While Mr. Youngerman had been working figuratively when he first arrived in Paris, by 1949 he had abandoned figuration and within two years he was painting hard-edged abstractions that have characterized much of his painting and sculpture ever since. When Betty Parsons visited his Paris studio in the summer of 1956, she encouraged him to return to New York.
He took her advice that December, renting a space with his wife and son at Coenties Slip in Lower Manhattan. His friends and neighbors included Robert Indiana, Agnes Martin, Mr. Johns, Kelly, and Rauschenberg. “It’s amazing that within a few weeks of my return I met all the people who were on art’s cutting edge,” he told The Star. Through Rauschenberg he also met John Cage and Merce Cunningham.
After filming “Last Year in Marienbad” in 1961, Seyrig decided to remain in France with Duncan, and the couple separated. While Duncan lived in France during the school year, he would spend summers at Mr. Youngerman’s loft in New York. “It was difficult for him, so I started coming out to the Hamptons, renting for several summers.” Because he wanted a real workplace, he bought a house and studio on Scuttlehole Road in Bridgehampton in 1968.
Mr. Youngerman’s development was unique among his peers, with elemental forms and fluid contours that marked his paintings through the 1950s with imagery often emerging from a central core. As his career evolved, his interest in organic forms broadened to include relief paintings, shaped canvases, sculpture, works on paper, prints, and commissions.
“Jack was an artist of infinite grace and intelligence — in his art and in his life,” said Alicia Longwell, the chief curator at the Parrish Art Museum in Water Mill. “His quest for a universally understood abstraction yielded a limitless invention of forms, and he consistently sought to widen the possibilities for painting. A vital member of the East End artists community, his studio was always open to young artists, who must have taken away something of that exhilarating experience that he once felt in the heady days of 1950s Paris.”

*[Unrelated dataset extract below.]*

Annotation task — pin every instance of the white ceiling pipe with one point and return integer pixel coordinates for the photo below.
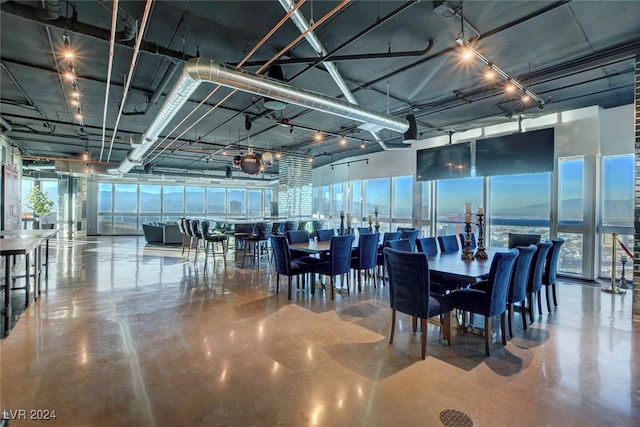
(200, 70)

His later work included intricately cut and layered wood reliefs and dazzlingly colored, symmetrical paintings on Baltic plywood. In 2013, well into his 80s, he installed seven fiberglass sculptures from the 1970s and 1980s at the LongHouse Reserve in East Hampton, showed large-scale paintings at Washburn Gallery in New York City, and exhibited six decades of small paintings and drawings at the Drawing Room in East Hampton.
Emily Goldstein, who is co-partner of the Drawing Room with Victoria Munroe, recalled Mr. Youngerman’s generosity. “Our 25-year friendship began when he entrusted me with curating a small exhibition of his works on paper. At the time I was overwhelmed by the privilege of his invitation to spend as long as I wished, quietly combing through decades of small gouaches and collages. He seemed somewhat surprised at the keen interest I took in the minute variations he explored in each abstract composition, and I felt I had been given the keys to the castle.”
Mr. Youngerman’s marriage to Ms. Seyrig ended in divorce. He is survived by his wife, Hilary Helfant, his son, Duncan Pierre, who lives in Meschers, France, and, from his marriage to Ms. Helfant, another son, Milo, who attends Kenyon College in Ohio. Four grandchildren also survive him.